Weiwei Gu, Linbi Lv, Gang Lu, Ruiqi Li
Weak ties that bridge different communities are crucial for preserving global connectivity, enhancing resilience, and maintaining functionality and dynamics of complex networks, However, making accurate link predictions for weak ties remain challenging due to lacking of common neighbors. Most complex systems, such as transportation and social networks, comprise multiple types of interactions, which can be modeled by multiplex networks with each layer representing a different type of connection. Better utilizing information from other layers can mitigate the lack of information for predicting weak ties. Here, we propose a GNN-based representation learning framework for Multiplex Weak Tie Prediction (MWTP). It leverages both an intra-layer and an inter-layer aggregator to effectively learn and fuse information across different layers. The intra-layer one integrates features from multi-order neighbors, and the inter-layer aggregation exploits either logit regression or a more sophisticated semantic voting mechanism to compute nodal-level inter-layer attentions, leading to two variants of our framework, MWTP-logit, and MWTP-semantic. The former one is more efficient in implementation attribute to fewer parameters, while the latter one is slower but has stronger learning capabilities. Extensive experiments demonstrate that our MWTPs outperform eleven popular baselines for predicting both weak ties and all ties across diverse real-world multiplex networks. Additionally, MWTPs achieve good prediction performance with a relatively small training size.

Exploring small-world network with an elite-clique: Bringing embeddedness theory into the dynamic evolution of a venture capital network. Social Networks.
Weiwei Gu, Jar-der Luo, Jifan Liu
This paper uses a network dynamics model to explain the formation of a small-world network with an elite-clique. This network is a small-world network with an elite-clique at its center in which elites are also the centers of many small groups. These leaders also act as bridges between different small groups. Network dynamics are an important research topic due to their ability to explain the evolution of network structures. In this paper, a Chinese Venture Capital (VC) network was coded from joint investments between VC firms and then analyzed to uncover its network properties and factors that influence its evolution. We first built a random graph model to control for factors such as network scale, network growth, investment frequency and syndication tendency. Then we added a partner-selection mechanism and used two theories to analyze the formation of network structure: relational embeddedness and structural embeddedness. After that, we ran simulations and compared the three models with the actual Chinese VC network. To do this we computed the elite-clique’s EI index, degree distribution, clustering coefficient distribution and motifs. Results show that adding embeddedness theories significantly improved the network dynamic model’s predictive power, and help us uncover the mechanisms that affect the formation of a small-world industrial network with an elite-clique at its center.

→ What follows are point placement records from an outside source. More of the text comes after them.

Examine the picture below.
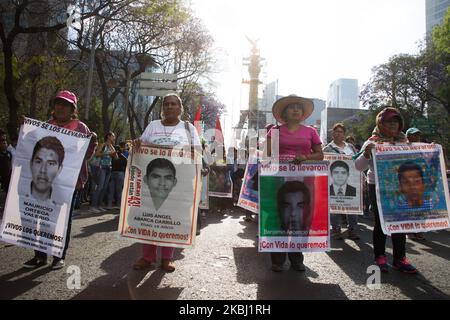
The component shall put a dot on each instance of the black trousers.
(279, 258)
(43, 255)
(379, 238)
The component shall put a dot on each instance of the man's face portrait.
(339, 175)
(161, 182)
(45, 167)
(412, 186)
(293, 211)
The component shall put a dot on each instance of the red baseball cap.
(68, 96)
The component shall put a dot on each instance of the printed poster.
(294, 207)
(204, 198)
(44, 175)
(412, 192)
(161, 196)
(345, 185)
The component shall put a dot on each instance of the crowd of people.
(101, 178)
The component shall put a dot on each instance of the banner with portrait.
(412, 192)
(220, 183)
(160, 196)
(248, 196)
(204, 197)
(345, 185)
(293, 206)
(44, 175)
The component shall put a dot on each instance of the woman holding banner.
(389, 125)
(297, 143)
(64, 115)
(170, 131)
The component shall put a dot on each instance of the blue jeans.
(352, 220)
(115, 187)
(103, 181)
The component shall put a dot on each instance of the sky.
(306, 44)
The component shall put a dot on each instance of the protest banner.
(204, 198)
(44, 175)
(160, 196)
(248, 196)
(293, 207)
(411, 191)
(220, 184)
(345, 185)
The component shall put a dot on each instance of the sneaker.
(404, 266)
(298, 267)
(381, 262)
(141, 264)
(353, 234)
(168, 265)
(34, 263)
(57, 264)
(336, 234)
(277, 267)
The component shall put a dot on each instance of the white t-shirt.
(157, 133)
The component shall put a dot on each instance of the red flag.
(197, 123)
(219, 134)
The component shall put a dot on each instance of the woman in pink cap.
(64, 115)
(389, 125)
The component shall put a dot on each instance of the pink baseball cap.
(68, 96)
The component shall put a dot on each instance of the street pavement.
(224, 264)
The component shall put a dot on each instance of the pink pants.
(149, 252)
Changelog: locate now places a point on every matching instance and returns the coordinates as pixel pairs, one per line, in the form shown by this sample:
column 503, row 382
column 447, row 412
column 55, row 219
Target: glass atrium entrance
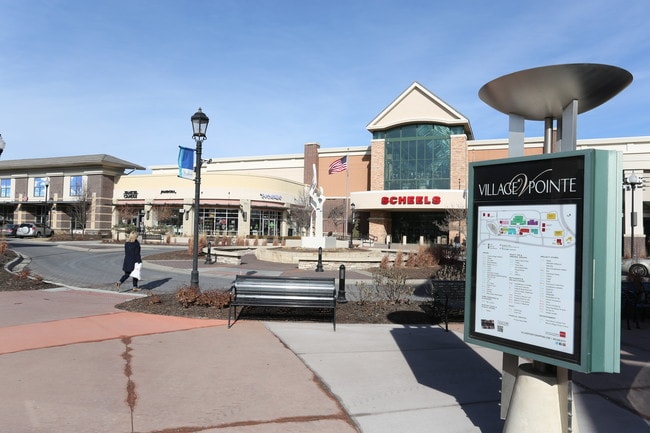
column 429, row 225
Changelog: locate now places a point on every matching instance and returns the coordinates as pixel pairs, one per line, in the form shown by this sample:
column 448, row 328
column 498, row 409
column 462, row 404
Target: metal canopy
column 544, row 92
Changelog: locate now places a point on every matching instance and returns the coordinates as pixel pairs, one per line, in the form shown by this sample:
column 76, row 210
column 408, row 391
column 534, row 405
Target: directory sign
column 544, row 256
column 526, row 273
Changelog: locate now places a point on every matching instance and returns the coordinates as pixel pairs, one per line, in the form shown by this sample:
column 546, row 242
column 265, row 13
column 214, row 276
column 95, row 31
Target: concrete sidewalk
column 67, row 368
column 71, row 362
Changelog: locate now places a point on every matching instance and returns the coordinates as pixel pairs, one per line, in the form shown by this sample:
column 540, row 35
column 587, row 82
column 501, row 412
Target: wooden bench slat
column 450, row 294
column 293, row 292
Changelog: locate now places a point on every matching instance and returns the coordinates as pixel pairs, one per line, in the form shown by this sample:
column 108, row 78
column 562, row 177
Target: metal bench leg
column 230, row 308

Discovering latent node Information by graph attention network.Scientific reports.
Weiwei Gu, Fei Gao, Xiaodan Lou, Jiang Zhang
In this paper, we propose graph attention based network representation (GANR) which utilizes the graph attention architecture and takes graph structure as the supervised learning information. Compared with node classification based representations, GANR can be used to learn representation for any given graph. GANR is not only capable of learning high quality node representations that achieve a competitive performance on link prediction, network visualization and node classification but it can also extract meaningful attention weights that can be applied in node centrality measuring task. GANR can identify the leading venture capital investors, discover highly cited papers and find the most influential nodes in Susceptible Infected Recovered Model. We conclude that link structures in graphs are not limited on predicting linkage itself, it is capable of revealing latent node information in an unsupervised way once a appropriate learning algorithm, like GANR, is provided.